By Katherine Waters
Sun Staff Intern
SHERBURNE – Since the cost of traveling has increased, more and more people have been choosing to remain at home for their vacations this summer.
This does not mean, however, that the summer will be dull. In fact, it could be a time to explore the resources that can be found in Chenango County.
One such resource to explore is the Rogers Environmental Education Center in Sherburne that will be celebrating their 40th anniversary June 14. Marsha Guzewich, the Director of Rogers, invites everyone in the community to join in the festivities Saturday.
The anniversary celebrates the opening of the main environmental education building on June 10, 1968. The staff will be joined by the first Director John Weeks and members of the Friends of Rogers.
The festivities will begin with a presentation on “where we came from and where we are today,” said Guzewich. The staff will then invite the public to join in some fun activities including; canoeing, kayaking, aqua ecology and owl pellet dissection. There will also be locally produced refreshments available.
The Rogers Center began as a game farm, developed by Henry Rogers in 1909. The 600 acres that make up the Rogers Center was the first game farm in New York State. It was used as a picnic area, a place to spend time with family as well as for hunting pheasants.
Guzewich explained few people know the Rogers Center’s 600 acres are actually split into four separate parcels of land, each having its own unique purpose to the original game farm.
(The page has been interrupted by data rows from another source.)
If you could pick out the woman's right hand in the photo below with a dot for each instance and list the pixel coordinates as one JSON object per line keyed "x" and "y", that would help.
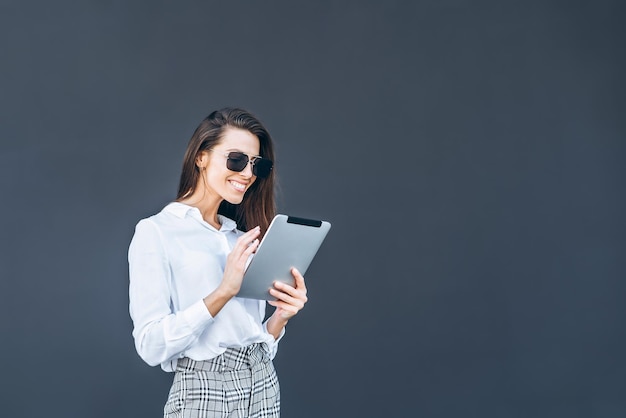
{"x": 236, "y": 261}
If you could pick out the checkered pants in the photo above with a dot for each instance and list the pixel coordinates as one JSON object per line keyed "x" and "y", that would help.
{"x": 240, "y": 383}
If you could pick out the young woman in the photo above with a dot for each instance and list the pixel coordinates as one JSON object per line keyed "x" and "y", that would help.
{"x": 186, "y": 266}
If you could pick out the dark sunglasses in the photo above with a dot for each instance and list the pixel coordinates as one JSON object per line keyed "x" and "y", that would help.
{"x": 238, "y": 161}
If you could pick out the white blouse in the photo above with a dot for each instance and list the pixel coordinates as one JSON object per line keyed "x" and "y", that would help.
{"x": 175, "y": 260}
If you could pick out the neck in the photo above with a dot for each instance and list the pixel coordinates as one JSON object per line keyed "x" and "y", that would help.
{"x": 206, "y": 204}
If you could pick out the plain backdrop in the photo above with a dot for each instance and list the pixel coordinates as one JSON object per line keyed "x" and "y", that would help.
{"x": 469, "y": 154}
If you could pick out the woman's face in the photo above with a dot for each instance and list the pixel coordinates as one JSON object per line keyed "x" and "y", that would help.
{"x": 221, "y": 182}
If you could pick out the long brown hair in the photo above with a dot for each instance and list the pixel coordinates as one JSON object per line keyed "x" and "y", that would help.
{"x": 258, "y": 206}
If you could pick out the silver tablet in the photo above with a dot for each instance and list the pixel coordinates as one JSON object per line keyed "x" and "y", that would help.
{"x": 289, "y": 242}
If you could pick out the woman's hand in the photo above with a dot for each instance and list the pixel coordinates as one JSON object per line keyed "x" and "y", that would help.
{"x": 236, "y": 261}
{"x": 290, "y": 300}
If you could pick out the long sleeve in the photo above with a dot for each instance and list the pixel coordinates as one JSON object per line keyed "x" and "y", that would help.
{"x": 160, "y": 334}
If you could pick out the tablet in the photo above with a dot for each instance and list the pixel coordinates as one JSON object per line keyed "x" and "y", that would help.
{"x": 289, "y": 242}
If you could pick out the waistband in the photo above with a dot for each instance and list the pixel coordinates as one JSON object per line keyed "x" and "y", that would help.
{"x": 238, "y": 358}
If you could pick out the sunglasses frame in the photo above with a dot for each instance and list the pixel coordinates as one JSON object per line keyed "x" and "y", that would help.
{"x": 250, "y": 160}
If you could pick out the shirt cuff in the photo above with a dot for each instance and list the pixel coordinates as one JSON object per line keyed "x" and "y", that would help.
{"x": 197, "y": 316}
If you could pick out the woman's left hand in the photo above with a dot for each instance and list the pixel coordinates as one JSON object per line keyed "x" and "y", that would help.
{"x": 290, "y": 299}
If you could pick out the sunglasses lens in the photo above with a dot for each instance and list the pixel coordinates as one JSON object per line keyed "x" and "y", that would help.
{"x": 237, "y": 161}
{"x": 262, "y": 167}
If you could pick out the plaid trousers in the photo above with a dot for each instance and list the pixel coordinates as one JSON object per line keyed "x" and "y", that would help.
{"x": 239, "y": 383}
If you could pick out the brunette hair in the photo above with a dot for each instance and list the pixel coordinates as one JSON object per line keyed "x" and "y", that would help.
{"x": 258, "y": 206}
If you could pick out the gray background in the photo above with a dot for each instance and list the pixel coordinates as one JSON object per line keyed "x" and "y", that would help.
{"x": 470, "y": 156}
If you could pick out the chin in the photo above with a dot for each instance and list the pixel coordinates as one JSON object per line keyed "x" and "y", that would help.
{"x": 234, "y": 200}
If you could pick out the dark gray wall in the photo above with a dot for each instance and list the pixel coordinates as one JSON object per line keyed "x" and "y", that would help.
{"x": 470, "y": 156}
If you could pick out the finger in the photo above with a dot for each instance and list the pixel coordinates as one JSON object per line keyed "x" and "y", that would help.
{"x": 289, "y": 295}
{"x": 300, "y": 285}
{"x": 285, "y": 307}
{"x": 244, "y": 241}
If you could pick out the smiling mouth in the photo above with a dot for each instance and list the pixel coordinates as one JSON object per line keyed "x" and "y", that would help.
{"x": 238, "y": 186}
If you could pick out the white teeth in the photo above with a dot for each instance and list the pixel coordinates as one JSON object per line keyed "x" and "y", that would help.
{"x": 238, "y": 186}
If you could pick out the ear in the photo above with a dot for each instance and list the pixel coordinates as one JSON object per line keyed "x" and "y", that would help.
{"x": 202, "y": 159}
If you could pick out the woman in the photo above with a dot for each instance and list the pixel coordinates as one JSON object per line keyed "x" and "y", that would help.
{"x": 186, "y": 266}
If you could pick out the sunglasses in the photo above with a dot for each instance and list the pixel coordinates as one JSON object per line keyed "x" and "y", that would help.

In the late 1960s, the game farm was scheduled to close. However, the community felt that Rogers was far too important to be shut down. The Nature Center’s division of the National Audobon Nature Society was called to research the possibility of creating an educational center. The local Rotary Club was able to take the research and convince the New York State Department of Environmental Conservation to keep the game farm land but develop it into what it is today.